Your liner is the one chimney component with zero visible surface: it hides inside the masonry, doing the most safety-critical job in the system, containing combustion gases and heat for the full height of your house. When it cracks, the evidence surfaces indirectly. Learn the forms that evidence takes:
The physical evidence
Tile shards or flakes in the firebox. Clay liner tiles shed pieces when cracked, thin curved fragments, sometimes glazed on one side. This is the closest thing to a confession a liner gives
Grit raining when you work the damper. Crumbled tile and mortar from failed joints collects on the smoke shelf and sifts down
Damp patches or staining on interior walls along the chimney chase, a cracked liner lets flue moisture and condensate reach masonry that was never meant to see it
The behavioral evidence
Smoke or smell in the wrong rooms. Upstairs smokiness, odor in an adjacent room, or smell crossing between two flues in one chimney, gases escaping the channel
A CO detector event with fireplace use. Treat as an emergency: air out, stop burning, and get scanned before the next fire
Draft that worsened after a specific event, a chimney fire, a lightning-adjacent strike, or a foundation-movement season, all
Level 2 triggers precisely because they crack liners
The historical evidence
Some liners are guilty by biography: any flue after a chimney fire (thermal shock cracks tiles in a signature pattern), clay tiles past their fourth or fifth decade (DFW’s 70s-80s housing stock is exactly there), and chimneys in visible movement, tiles shear at joints when the stack rotates.

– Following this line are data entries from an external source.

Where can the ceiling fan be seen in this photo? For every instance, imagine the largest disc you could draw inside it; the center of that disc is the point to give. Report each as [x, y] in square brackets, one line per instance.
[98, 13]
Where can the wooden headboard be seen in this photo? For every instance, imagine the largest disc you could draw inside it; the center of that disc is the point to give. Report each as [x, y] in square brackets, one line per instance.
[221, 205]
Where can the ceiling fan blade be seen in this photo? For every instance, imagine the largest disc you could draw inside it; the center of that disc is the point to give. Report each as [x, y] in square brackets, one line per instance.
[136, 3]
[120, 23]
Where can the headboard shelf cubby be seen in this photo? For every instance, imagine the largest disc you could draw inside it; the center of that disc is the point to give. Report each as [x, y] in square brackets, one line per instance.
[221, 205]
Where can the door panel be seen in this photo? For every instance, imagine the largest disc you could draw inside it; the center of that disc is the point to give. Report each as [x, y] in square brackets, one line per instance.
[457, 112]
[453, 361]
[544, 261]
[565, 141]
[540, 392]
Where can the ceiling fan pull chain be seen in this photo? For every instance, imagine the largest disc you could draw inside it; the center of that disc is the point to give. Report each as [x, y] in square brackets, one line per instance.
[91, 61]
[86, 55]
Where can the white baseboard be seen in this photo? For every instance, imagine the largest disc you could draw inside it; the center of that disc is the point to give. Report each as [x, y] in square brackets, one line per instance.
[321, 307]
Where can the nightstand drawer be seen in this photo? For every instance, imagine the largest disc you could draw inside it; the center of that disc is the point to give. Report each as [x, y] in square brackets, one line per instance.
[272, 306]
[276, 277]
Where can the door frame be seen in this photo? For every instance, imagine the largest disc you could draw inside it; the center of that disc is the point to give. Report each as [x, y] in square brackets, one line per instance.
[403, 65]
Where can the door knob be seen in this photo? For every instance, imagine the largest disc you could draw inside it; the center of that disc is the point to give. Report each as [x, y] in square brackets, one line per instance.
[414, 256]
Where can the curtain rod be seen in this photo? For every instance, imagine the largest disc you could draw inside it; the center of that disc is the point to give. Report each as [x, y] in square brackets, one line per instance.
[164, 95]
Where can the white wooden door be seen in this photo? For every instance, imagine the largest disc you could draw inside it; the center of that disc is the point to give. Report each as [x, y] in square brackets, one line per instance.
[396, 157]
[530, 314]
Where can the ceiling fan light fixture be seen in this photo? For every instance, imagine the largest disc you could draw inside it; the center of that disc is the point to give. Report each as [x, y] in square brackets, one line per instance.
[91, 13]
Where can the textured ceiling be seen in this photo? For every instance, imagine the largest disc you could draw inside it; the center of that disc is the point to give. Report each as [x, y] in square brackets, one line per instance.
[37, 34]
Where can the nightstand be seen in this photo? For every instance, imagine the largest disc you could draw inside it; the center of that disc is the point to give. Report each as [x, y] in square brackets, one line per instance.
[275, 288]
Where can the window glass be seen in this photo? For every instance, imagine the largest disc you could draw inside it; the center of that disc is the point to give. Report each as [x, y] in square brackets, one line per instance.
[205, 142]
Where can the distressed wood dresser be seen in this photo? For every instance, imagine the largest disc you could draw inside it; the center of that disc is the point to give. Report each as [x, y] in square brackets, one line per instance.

Why “it seems fine” is worthless here: a cracked liner drafts normally, burns normally, and looks normal from the firebox, while routing heat toward framing and letting CO wander. The failure mode has no comfort-level symptom until it has a serious one. That’s not scare talk; it’s the entire reason the
camera scan exists as a service. Evidence on this page = scan this season. No evidence but an old, never-scanned flue = scan once, get a baseline, then trust it.
Either way, it’s one visit.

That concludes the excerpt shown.